Without the boat, there will be less stress and probably less need for "therapy." So what if he has to sacrifice his toy. It's a toy, not a life-support device. It is ruining you. When you're back on your feet, he can buy another toy. For now, you cannot afford it.
Yes, I'm mean. But you really, really need to sell the boat.
|
|
KaraBoo
Senior Member
Joined: Dec 21, 2010 17:14:51 GMT -5
Posts: 3,076
|
Post by KaraBoo on Jul 14, 2013 14:31:00 GMT -5
We've still got a ways to go for retirement - he's in his early 40's and I'm 38. I don't know what's in DH's retirement accounts, but mine currently has over $100k in it. I think we're on track retirement wise at the moment.
The CC debt has snowballed, I know we had some when we got the boat, but I can't remember how much at the time. I can't honestly answer that question without some major detective work at the moment. I'll see what I can figure out.
I am thinking that what needs to happen for anything to actually happen is us filing for BK. I haven't pushed that just yet because the "come to Jesus" talk with DH just happened within the last couple of weeks. We've had a couple of talks so far, but nothing concrete has happened so far except that a couple of bills haven't been paid to get us to a starting point of our "new normal".
I'm thinking that the BK talk will happen within the next three months as more and more bills actually aren't paid as there is no more money in savings and no more places to "rob Peter to pay Paul" left.
|
|
NancysSummerSip
Community Leader
Joined: Dec 19, 2010 19:19:42 GMT -5
Posts: 36,692
Today's Mood: Full of piss and vinegar
Favorite Drink: Anything with ice
|
Post by NancysSummerSip on Jul 14, 2013 14:31:06 GMT -5
Sell.
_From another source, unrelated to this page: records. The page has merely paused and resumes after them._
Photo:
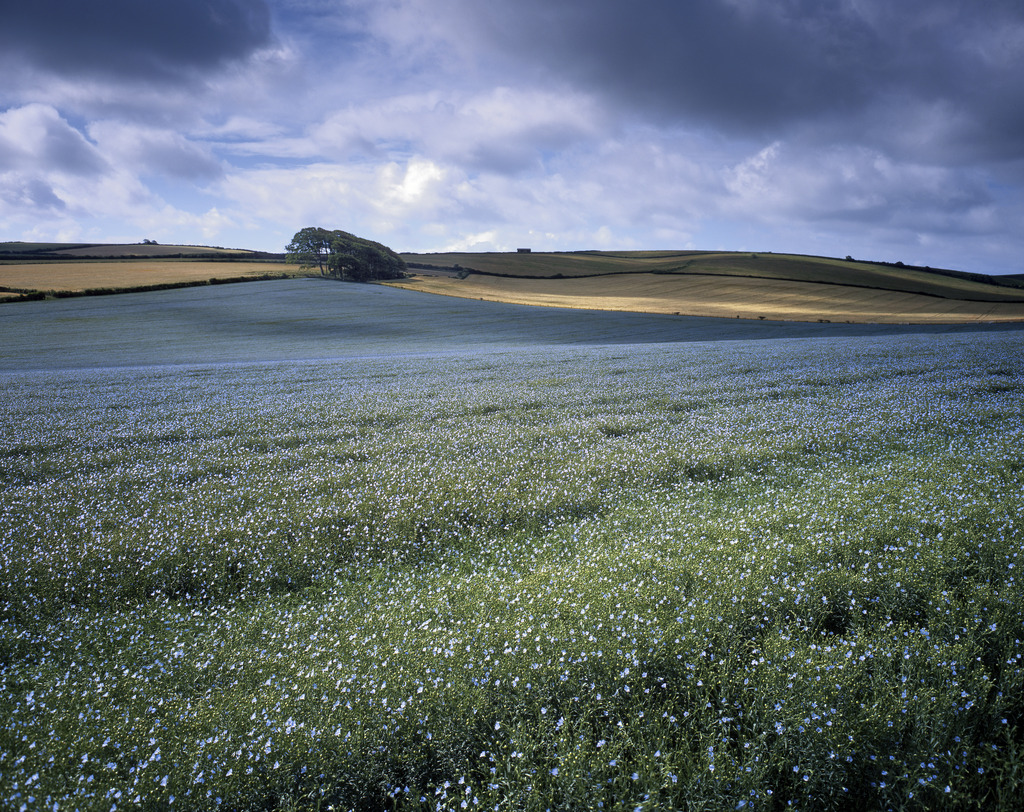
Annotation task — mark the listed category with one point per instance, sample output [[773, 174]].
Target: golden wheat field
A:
[[721, 296]]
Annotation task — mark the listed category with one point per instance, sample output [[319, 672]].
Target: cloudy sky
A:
[[880, 129]]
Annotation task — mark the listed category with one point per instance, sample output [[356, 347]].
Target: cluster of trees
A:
[[344, 256]]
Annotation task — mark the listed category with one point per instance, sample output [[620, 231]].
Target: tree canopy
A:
[[345, 256]]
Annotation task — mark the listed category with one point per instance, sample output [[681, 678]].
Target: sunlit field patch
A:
[[730, 575]]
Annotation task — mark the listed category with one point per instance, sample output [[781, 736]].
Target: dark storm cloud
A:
[[163, 40], [760, 67]]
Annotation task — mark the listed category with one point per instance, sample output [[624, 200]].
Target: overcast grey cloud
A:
[[878, 129], [132, 40]]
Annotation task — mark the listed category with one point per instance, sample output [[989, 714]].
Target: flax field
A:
[[738, 574]]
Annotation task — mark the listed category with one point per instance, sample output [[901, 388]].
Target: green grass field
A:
[[816, 270], [506, 574]]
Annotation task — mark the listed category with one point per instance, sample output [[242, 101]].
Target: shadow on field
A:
[[294, 319]]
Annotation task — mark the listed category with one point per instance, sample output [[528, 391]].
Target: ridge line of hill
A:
[[681, 272]]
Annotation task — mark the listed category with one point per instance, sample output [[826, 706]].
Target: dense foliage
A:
[[343, 255], [721, 575]]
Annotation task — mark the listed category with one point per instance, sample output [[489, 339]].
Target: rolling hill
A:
[[723, 285]]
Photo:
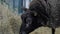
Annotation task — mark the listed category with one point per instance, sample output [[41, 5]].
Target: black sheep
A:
[[47, 15]]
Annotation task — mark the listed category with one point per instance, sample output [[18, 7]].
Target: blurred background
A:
[[10, 21]]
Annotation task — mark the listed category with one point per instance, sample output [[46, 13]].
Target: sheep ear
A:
[[35, 14], [23, 8]]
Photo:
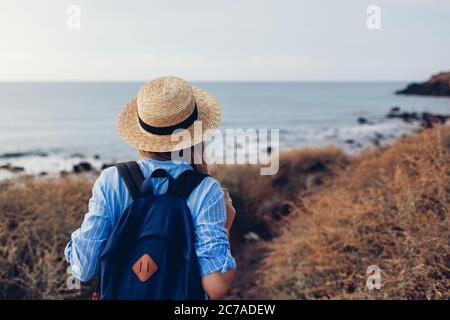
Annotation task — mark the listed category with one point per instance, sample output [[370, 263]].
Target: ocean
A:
[[49, 127]]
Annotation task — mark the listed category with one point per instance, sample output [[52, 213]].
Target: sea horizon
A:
[[46, 123]]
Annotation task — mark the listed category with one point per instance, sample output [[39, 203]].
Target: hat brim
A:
[[209, 113]]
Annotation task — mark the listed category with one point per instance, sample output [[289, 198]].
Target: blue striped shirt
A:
[[110, 198]]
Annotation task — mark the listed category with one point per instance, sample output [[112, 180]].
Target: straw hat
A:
[[163, 105]]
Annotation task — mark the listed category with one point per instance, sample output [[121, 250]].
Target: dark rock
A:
[[77, 155], [429, 120], [362, 120], [82, 167], [12, 168], [437, 85]]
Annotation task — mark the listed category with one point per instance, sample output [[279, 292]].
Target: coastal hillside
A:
[[309, 232], [437, 85], [390, 208]]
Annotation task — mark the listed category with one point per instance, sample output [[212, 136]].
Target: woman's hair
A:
[[197, 160]]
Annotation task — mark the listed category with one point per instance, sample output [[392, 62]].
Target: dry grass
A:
[[336, 215], [388, 208], [37, 217]]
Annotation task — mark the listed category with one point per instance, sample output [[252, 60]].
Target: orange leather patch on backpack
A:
[[144, 267]]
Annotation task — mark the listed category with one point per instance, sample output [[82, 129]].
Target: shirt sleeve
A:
[[87, 242], [212, 246]]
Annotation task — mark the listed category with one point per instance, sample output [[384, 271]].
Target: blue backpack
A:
[[150, 253]]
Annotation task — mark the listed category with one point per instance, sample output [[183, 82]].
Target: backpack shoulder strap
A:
[[187, 181], [132, 176]]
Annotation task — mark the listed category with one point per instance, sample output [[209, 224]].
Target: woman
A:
[[163, 113]]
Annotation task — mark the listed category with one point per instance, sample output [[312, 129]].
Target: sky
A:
[[223, 40]]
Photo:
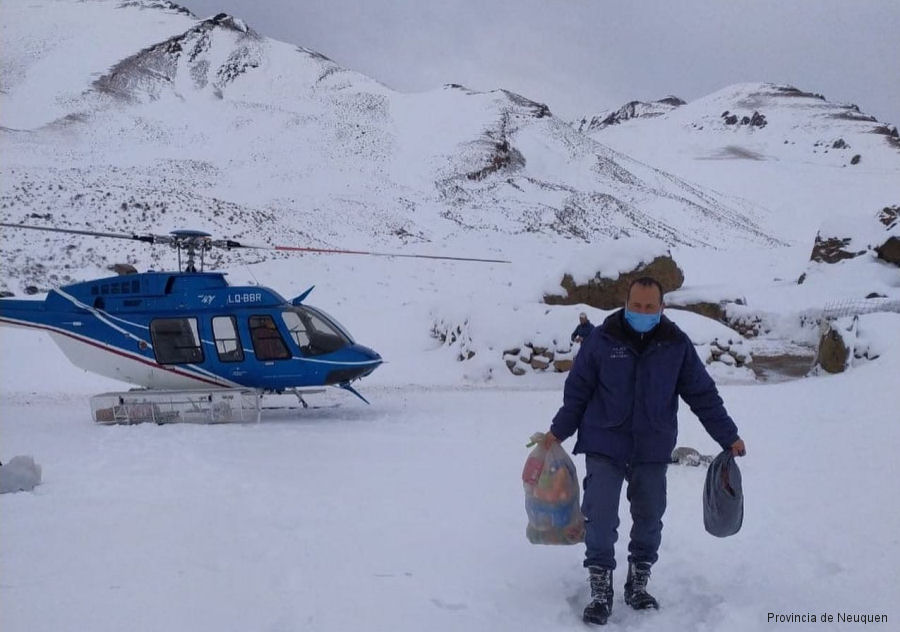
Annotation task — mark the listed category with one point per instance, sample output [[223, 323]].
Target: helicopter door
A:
[[176, 341], [267, 342], [228, 343]]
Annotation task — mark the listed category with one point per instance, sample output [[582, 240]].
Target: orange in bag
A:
[[552, 496]]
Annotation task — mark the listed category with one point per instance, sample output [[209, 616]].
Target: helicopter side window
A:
[[267, 342], [175, 340], [297, 329], [312, 333], [228, 343]]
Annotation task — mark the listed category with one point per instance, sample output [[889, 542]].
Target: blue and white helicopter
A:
[[188, 337]]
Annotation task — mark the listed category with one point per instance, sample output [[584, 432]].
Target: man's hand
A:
[[549, 440]]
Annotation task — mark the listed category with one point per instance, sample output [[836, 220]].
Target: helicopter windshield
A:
[[313, 331]]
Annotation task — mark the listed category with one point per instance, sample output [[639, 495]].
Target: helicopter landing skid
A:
[[224, 405]]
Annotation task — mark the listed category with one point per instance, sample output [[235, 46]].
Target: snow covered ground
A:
[[409, 513]]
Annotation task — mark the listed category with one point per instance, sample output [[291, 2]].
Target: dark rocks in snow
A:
[[833, 352], [832, 249], [689, 456], [672, 100], [503, 156], [122, 268], [791, 91], [889, 216], [631, 110], [753, 120], [716, 311], [19, 474], [890, 251], [605, 293]]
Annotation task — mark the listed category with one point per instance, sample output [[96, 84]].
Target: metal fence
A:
[[856, 307]]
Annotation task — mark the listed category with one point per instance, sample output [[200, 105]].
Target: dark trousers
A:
[[646, 493]]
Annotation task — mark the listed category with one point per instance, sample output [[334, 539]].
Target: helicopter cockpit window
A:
[[267, 342], [175, 340], [312, 333], [228, 343]]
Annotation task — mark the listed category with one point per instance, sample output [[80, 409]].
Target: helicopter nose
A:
[[364, 361], [366, 354]]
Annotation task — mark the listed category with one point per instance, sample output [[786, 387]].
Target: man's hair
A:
[[646, 282]]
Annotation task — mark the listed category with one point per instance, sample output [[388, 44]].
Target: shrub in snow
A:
[[846, 238], [533, 358], [852, 340], [600, 276]]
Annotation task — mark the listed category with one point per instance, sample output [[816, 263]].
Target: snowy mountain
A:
[[793, 152], [139, 116], [631, 110], [215, 126]]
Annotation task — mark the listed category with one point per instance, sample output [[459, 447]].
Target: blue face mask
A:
[[642, 323]]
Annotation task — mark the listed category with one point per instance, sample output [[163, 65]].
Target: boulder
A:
[[716, 311], [889, 216], [833, 249], [122, 268], [890, 251], [833, 352], [605, 293]]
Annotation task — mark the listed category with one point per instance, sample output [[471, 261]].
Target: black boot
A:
[[601, 595], [636, 594]]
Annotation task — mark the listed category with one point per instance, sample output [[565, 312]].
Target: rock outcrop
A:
[[609, 293]]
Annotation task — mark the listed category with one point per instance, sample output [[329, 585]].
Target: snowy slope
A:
[[408, 513], [796, 158], [217, 127]]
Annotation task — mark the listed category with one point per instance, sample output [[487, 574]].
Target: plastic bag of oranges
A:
[[552, 495]]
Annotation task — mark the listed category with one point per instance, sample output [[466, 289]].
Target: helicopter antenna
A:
[[196, 242]]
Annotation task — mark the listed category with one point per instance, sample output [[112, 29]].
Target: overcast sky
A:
[[582, 56]]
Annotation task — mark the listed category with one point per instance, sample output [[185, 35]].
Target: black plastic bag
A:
[[723, 497]]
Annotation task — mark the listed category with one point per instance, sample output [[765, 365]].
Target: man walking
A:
[[621, 397], [583, 330]]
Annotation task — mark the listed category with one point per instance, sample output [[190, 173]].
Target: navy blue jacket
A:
[[584, 330], [624, 402]]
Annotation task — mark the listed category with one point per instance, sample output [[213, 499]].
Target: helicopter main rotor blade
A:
[[228, 244], [336, 251], [152, 239]]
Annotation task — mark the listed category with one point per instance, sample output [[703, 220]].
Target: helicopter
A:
[[191, 342]]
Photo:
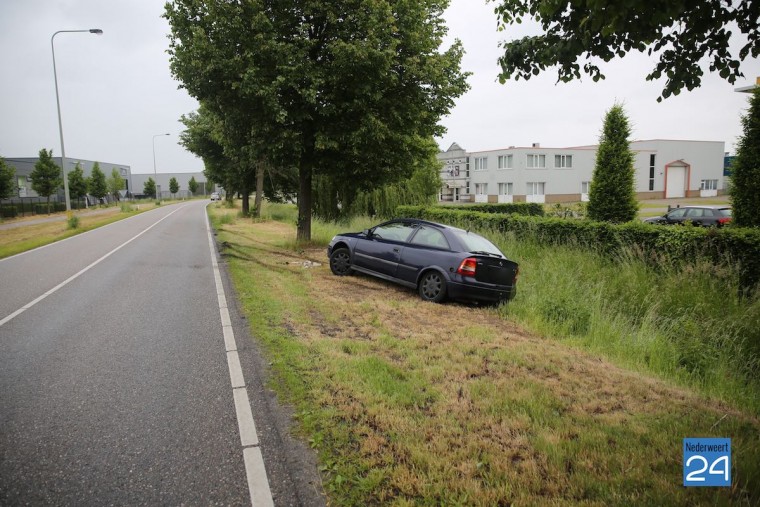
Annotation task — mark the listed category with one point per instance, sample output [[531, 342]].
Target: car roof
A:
[[425, 222], [703, 207]]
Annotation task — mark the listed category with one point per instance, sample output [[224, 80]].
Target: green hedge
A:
[[521, 208], [655, 243], [8, 211], [41, 208]]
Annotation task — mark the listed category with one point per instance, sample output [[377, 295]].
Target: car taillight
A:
[[467, 268]]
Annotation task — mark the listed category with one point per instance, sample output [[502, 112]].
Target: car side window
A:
[[397, 231], [695, 213], [428, 236]]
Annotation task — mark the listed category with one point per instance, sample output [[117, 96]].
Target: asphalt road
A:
[[127, 376]]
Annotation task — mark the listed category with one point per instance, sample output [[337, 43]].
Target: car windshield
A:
[[477, 244]]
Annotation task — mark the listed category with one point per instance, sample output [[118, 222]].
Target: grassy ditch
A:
[[20, 239], [414, 403]]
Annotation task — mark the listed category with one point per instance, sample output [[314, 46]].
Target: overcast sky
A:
[[117, 92]]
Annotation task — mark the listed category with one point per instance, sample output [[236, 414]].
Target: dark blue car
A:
[[437, 260]]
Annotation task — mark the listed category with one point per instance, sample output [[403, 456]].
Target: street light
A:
[[154, 163], [96, 31]]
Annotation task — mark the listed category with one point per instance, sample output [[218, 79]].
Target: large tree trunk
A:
[[259, 189], [304, 201], [245, 194]]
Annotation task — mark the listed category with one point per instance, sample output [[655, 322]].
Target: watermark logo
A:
[[707, 462]]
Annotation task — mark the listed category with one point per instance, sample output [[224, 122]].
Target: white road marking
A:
[[81, 272], [256, 474], [236, 372], [70, 238], [253, 461], [248, 436]]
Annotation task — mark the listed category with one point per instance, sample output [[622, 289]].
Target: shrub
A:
[[654, 244], [521, 208], [73, 221]]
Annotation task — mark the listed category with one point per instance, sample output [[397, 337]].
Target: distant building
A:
[[183, 179], [664, 169], [25, 165]]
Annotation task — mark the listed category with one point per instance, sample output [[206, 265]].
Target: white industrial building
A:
[[664, 169]]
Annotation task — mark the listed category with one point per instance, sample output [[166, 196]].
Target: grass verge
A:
[[28, 237], [414, 403]]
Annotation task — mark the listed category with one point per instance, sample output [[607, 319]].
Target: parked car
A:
[[437, 260], [707, 216]]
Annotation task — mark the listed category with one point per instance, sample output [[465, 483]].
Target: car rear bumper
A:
[[473, 292]]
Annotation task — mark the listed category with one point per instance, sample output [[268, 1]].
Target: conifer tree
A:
[[612, 197], [745, 169], [46, 176], [8, 185], [97, 183], [77, 183]]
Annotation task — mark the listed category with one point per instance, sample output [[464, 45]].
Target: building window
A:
[[535, 188], [709, 185], [505, 161], [536, 161], [563, 161]]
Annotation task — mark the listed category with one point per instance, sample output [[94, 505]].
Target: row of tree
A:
[[47, 180], [612, 197], [326, 101], [150, 189]]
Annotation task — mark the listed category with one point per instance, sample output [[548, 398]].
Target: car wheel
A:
[[432, 287], [340, 262]]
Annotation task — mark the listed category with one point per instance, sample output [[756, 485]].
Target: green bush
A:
[[41, 208], [73, 221], [654, 244], [8, 211], [521, 208]]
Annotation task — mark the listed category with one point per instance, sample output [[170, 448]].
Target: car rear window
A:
[[474, 243]]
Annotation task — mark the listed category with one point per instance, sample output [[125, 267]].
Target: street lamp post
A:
[[96, 31], [154, 163]]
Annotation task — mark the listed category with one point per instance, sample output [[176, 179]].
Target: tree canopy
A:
[[115, 183], [46, 175], [612, 196], [745, 169], [343, 89], [8, 184], [77, 183], [681, 32], [97, 183], [149, 187]]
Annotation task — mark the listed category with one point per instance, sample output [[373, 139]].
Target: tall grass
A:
[[681, 321]]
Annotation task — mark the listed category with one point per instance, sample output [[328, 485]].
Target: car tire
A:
[[340, 262], [432, 287]]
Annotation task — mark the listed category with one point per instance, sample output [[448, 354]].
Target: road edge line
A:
[[255, 470]]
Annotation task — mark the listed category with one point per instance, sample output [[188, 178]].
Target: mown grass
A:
[[21, 239], [413, 403]]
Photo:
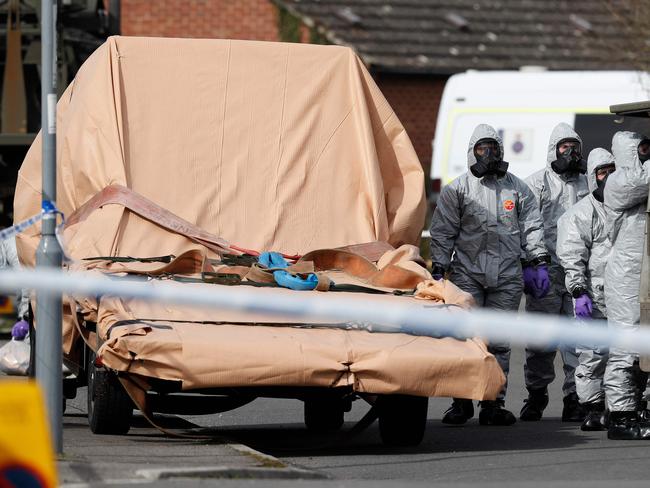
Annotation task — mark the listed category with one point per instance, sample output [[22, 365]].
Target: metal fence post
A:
[[49, 358]]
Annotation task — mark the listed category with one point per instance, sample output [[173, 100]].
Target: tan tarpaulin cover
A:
[[271, 146], [214, 354]]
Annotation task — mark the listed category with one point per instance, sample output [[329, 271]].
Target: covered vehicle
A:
[[182, 159]]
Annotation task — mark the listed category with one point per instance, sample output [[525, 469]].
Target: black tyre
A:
[[110, 408], [324, 415], [402, 419]]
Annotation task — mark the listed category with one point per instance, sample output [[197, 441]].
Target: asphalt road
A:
[[546, 453], [538, 453]]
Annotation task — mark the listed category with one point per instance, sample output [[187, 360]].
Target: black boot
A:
[[624, 426], [493, 413], [534, 405], [644, 413], [595, 418], [461, 411], [572, 411]]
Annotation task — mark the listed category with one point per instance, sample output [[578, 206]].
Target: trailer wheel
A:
[[110, 408], [324, 415], [402, 419]]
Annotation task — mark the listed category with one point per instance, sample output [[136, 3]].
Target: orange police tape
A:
[[26, 455]]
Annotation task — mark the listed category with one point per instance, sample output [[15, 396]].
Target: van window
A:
[[597, 130]]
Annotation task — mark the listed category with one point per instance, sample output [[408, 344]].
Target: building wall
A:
[[224, 19], [415, 100]]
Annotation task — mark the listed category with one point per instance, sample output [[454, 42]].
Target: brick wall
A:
[[224, 19], [415, 100]]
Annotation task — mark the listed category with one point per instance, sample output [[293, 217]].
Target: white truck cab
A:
[[524, 106]]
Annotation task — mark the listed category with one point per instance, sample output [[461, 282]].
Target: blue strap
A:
[[47, 208]]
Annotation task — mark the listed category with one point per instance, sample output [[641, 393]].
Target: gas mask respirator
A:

The. Boat. It is jeopardizing the wellbeing of the entire family. What man, what father, what husband puts his selfish wants ahead of his family and "pouts" about doing the right thing? Seriously, pouts? He gets to keep the boat, even though that means you cannot afford clothes for your kids? Without the boat, there will be less stress and probably less need for "therapy." So what if he has to sacrifice his toy. It's a toy, not a life-support device. It is ruining you. When you're back on your feet, he can buy another toy. For now, you cannot afford it. Yes, I'm mean. But you really, really need to sell the boat. Well said. We were in the process of re-flooring four rooms in our house when we realized our roof had to be replaced NOW. The money was there for both projects, but emptying our emergency fund to do them was not something we could live with. Two rooms can wait; the roof over our heads cannot. Adults in a family unit make decisions based on the good of the family unit, not based on what they want only for themselves. That's part of the grown-up life. Crap happens, you get through it (and pay for it) and get new toys later. DH can go fishing on another friend's boat, or find a rent-a-boat. Your food, your kids' well-being, your shelter, cannot wait.